• Russ Jones


"I'm gonna hug you and kiss you and love you forever," Elmyra Duff

This Tiny Toon loves any animal and anything cute to death - literally.

Don't make bold statements about how your relationship as a small group leader will unfold in their future. It's best not to set goals that make the attendee uncomfortable. Let relationships develop organically. Develop acquaintances that can grow into solid friendships.

Small Groups are easy.

If you have ever hosted a small group, you know that this is the farthest thing from the truth. People are complicated, and they will bring their complex lives into your small group.

I'm not going into the nuts and bolts of small groups here, but I will say this.

  • You will need to put work into it before, during, and after class.

  • Care for people outside of class; otherwise, they will never believe that you care for them during class.

  • Invest in yourself. Read, learn, and be mentored by someone who is a thriving small group leader.

  • Take the time to listen. Half the battles are always won when you shut up and listen.

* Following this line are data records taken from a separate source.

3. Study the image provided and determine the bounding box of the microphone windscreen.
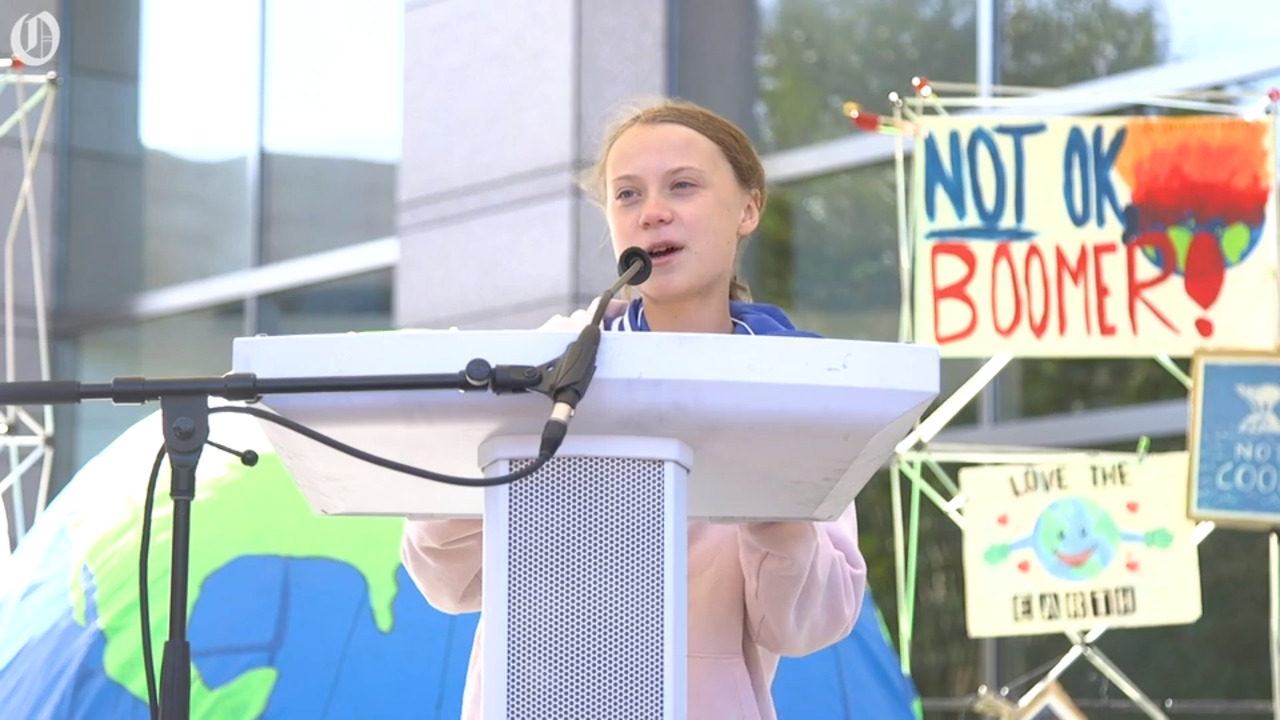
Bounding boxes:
[618,247,653,284]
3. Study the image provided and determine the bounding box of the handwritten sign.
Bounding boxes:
[960,452,1201,638]
[1189,352,1280,529]
[913,115,1280,357]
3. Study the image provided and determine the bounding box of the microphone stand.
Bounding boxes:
[0,359,540,720]
[0,247,653,720]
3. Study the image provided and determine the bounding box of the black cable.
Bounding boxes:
[138,406,564,720]
[138,445,166,720]
[209,405,554,488]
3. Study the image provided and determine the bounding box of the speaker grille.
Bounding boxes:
[507,457,664,720]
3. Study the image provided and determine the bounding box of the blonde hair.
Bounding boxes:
[580,99,765,302]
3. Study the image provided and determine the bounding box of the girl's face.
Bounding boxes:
[605,123,760,302]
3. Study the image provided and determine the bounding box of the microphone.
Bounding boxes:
[539,247,653,457]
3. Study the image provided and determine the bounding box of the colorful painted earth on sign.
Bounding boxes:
[984,497,1172,582]
[0,399,919,720]
[1115,118,1274,337]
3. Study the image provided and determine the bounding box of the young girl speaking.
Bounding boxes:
[401,96,867,720]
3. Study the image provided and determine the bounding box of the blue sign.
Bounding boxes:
[1189,352,1280,529]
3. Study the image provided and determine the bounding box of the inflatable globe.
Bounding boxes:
[1032,497,1120,582]
[0,399,919,720]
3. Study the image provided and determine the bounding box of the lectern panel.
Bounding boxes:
[507,457,667,720]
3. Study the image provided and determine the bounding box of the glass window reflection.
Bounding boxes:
[262,0,403,263]
[136,0,261,290]
[259,270,392,334]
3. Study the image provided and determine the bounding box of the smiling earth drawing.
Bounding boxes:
[983,497,1174,582]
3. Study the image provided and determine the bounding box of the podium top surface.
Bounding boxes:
[232,331,940,521]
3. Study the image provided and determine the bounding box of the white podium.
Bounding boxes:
[233,331,940,720]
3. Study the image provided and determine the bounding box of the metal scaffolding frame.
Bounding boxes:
[0,59,59,557]
[860,77,1280,719]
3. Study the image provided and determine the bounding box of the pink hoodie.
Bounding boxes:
[401,505,867,720]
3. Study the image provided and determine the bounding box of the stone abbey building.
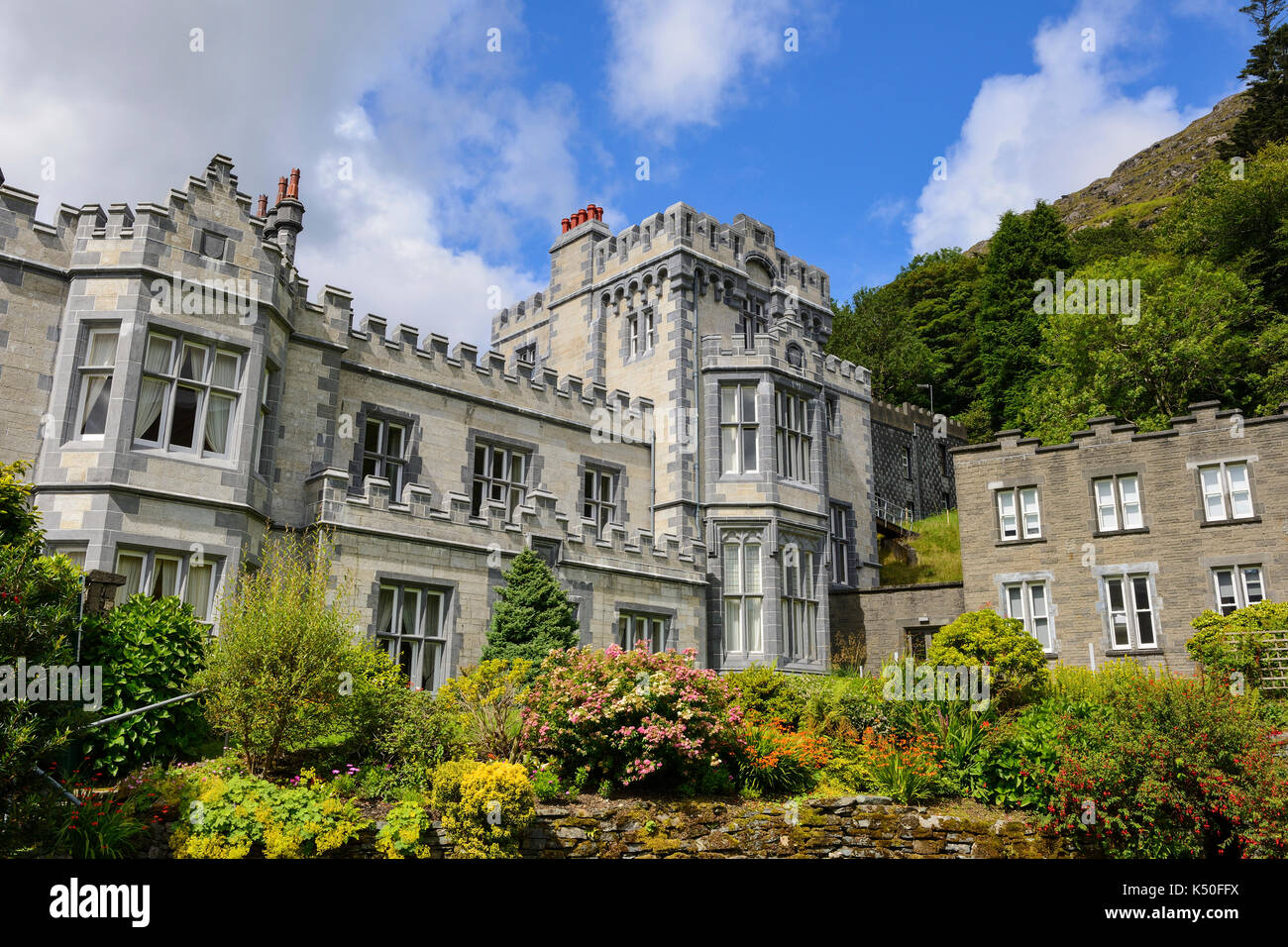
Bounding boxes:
[0,156,877,686]
[0,156,1288,688]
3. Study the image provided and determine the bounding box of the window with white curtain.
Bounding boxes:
[1199,460,1253,523]
[116,549,222,622]
[774,390,812,483]
[721,533,765,655]
[76,326,120,441]
[720,384,760,474]
[1004,581,1055,651]
[1103,574,1158,650]
[778,543,818,660]
[1091,474,1145,532]
[134,333,242,458]
[375,582,447,690]
[997,487,1042,541]
[617,612,670,653]
[1212,565,1266,614]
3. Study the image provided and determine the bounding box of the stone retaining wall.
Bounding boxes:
[149,796,1082,858]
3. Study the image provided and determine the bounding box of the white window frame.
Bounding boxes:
[1002,579,1055,655]
[832,504,850,585]
[471,438,532,522]
[1100,573,1158,651]
[778,541,818,661]
[74,325,121,441]
[617,608,671,655]
[113,546,223,625]
[774,389,814,483]
[362,415,411,502]
[133,331,246,460]
[581,464,618,537]
[720,532,765,655]
[1212,562,1267,614]
[252,364,277,476]
[720,381,760,474]
[1091,473,1145,532]
[1198,460,1256,523]
[995,485,1042,543]
[371,579,450,690]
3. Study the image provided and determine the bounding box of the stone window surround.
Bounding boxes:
[349,401,419,506]
[987,474,1047,548]
[68,318,120,445]
[1091,562,1166,656]
[993,575,1060,659]
[827,497,859,588]
[577,454,631,539]
[461,428,543,515]
[613,600,680,651]
[761,524,831,665]
[110,533,229,629]
[1083,460,1153,539]
[366,570,464,689]
[767,373,827,491]
[1185,454,1263,530]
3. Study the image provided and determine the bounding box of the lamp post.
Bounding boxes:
[917,385,935,416]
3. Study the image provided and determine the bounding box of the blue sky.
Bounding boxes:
[0,0,1253,342]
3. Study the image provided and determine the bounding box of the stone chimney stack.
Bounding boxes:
[266,167,304,264]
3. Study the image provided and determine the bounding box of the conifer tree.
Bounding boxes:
[1220,0,1288,158]
[483,549,581,665]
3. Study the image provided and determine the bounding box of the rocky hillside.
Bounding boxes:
[1055,93,1248,231]
[967,93,1248,254]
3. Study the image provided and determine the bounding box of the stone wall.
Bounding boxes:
[832,582,965,669]
[147,796,1086,858]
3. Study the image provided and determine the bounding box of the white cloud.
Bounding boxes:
[909,0,1199,254]
[608,0,814,138]
[0,0,580,343]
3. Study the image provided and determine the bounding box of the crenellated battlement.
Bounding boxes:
[322,286,653,425]
[952,401,1288,456]
[872,398,966,441]
[308,468,705,579]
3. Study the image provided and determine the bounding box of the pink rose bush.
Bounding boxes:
[523,646,743,792]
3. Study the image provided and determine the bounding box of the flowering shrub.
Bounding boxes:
[1048,679,1288,858]
[170,770,370,858]
[432,760,537,858]
[524,646,743,791]
[738,719,832,795]
[862,730,940,804]
[376,798,432,858]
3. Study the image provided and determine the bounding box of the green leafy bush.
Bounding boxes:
[483,549,581,672]
[1185,601,1288,686]
[170,771,370,858]
[725,665,805,729]
[962,699,1091,809]
[926,608,1047,711]
[437,659,532,763]
[0,464,86,852]
[196,535,357,772]
[1048,678,1288,858]
[376,689,472,789]
[376,798,433,858]
[81,595,210,776]
[432,760,537,858]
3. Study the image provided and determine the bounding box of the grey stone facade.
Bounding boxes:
[872,401,966,523]
[0,156,876,686]
[953,402,1288,672]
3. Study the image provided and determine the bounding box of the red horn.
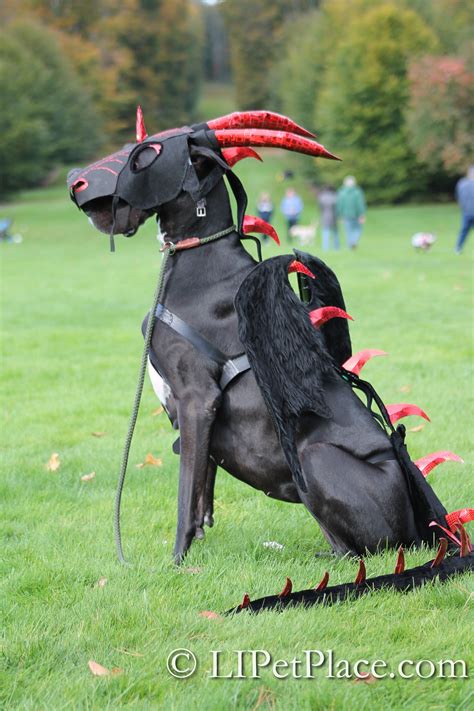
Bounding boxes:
[239,593,250,610]
[314,570,329,592]
[445,509,474,531]
[431,538,448,568]
[278,578,293,597]
[136,104,148,143]
[288,259,316,279]
[222,146,262,168]
[242,215,280,246]
[415,450,464,477]
[428,521,461,547]
[394,546,405,575]
[309,306,354,328]
[457,523,472,558]
[354,558,367,585]
[342,348,388,375]
[207,111,315,138]
[214,128,341,160]
[385,402,431,425]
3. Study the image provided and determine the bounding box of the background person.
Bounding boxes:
[336,175,366,249]
[280,188,304,241]
[455,165,474,254]
[318,185,339,252]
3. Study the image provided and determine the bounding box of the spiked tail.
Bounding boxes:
[227,548,474,614]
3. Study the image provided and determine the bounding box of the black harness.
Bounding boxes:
[147,304,250,390]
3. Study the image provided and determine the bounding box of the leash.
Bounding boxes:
[114,225,236,565]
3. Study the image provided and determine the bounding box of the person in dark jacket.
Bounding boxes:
[337,175,366,249]
[455,165,474,254]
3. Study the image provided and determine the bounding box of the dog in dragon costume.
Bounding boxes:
[68,108,474,611]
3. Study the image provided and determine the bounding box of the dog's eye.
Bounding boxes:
[130,143,161,173]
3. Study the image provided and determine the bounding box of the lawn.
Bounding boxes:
[0,153,473,711]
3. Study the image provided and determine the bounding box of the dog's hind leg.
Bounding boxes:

Just play the video and read the questions.

Lack of preparation has killed more small groups than, than, than - Oh, I don't know. But a lot of them.

If there is a video - watch it before you play it.

If there are notes - read them before you use them.

If your group meets on Sunday - review everything the Monday before.

Don't tell them your "winging it." You just told them they are not worth your time or energy.

Fail to Follow Up

Here are a few things that you need to do.

Follow up on:

New Guests: After class, send them a text or email and thank them for attending.

Absentees: - After class, connect with them and say, "Missed you today, praying everything is ok. See you next time." (Or something like that.)

New Needs: - If you have time to receive prayer requests, then this is easy. But if you don't, you need to be listening for anything that is said relevant to your student and the moment. You can text them, "Is there anything we can do for you?"

Serious Needs: Some needs can go on for a long time: terminal illnesses, divorce, and others. You need a team of people who will help you follow up and care for others if you can pair someone who has gone through whatever the need is with the person in need.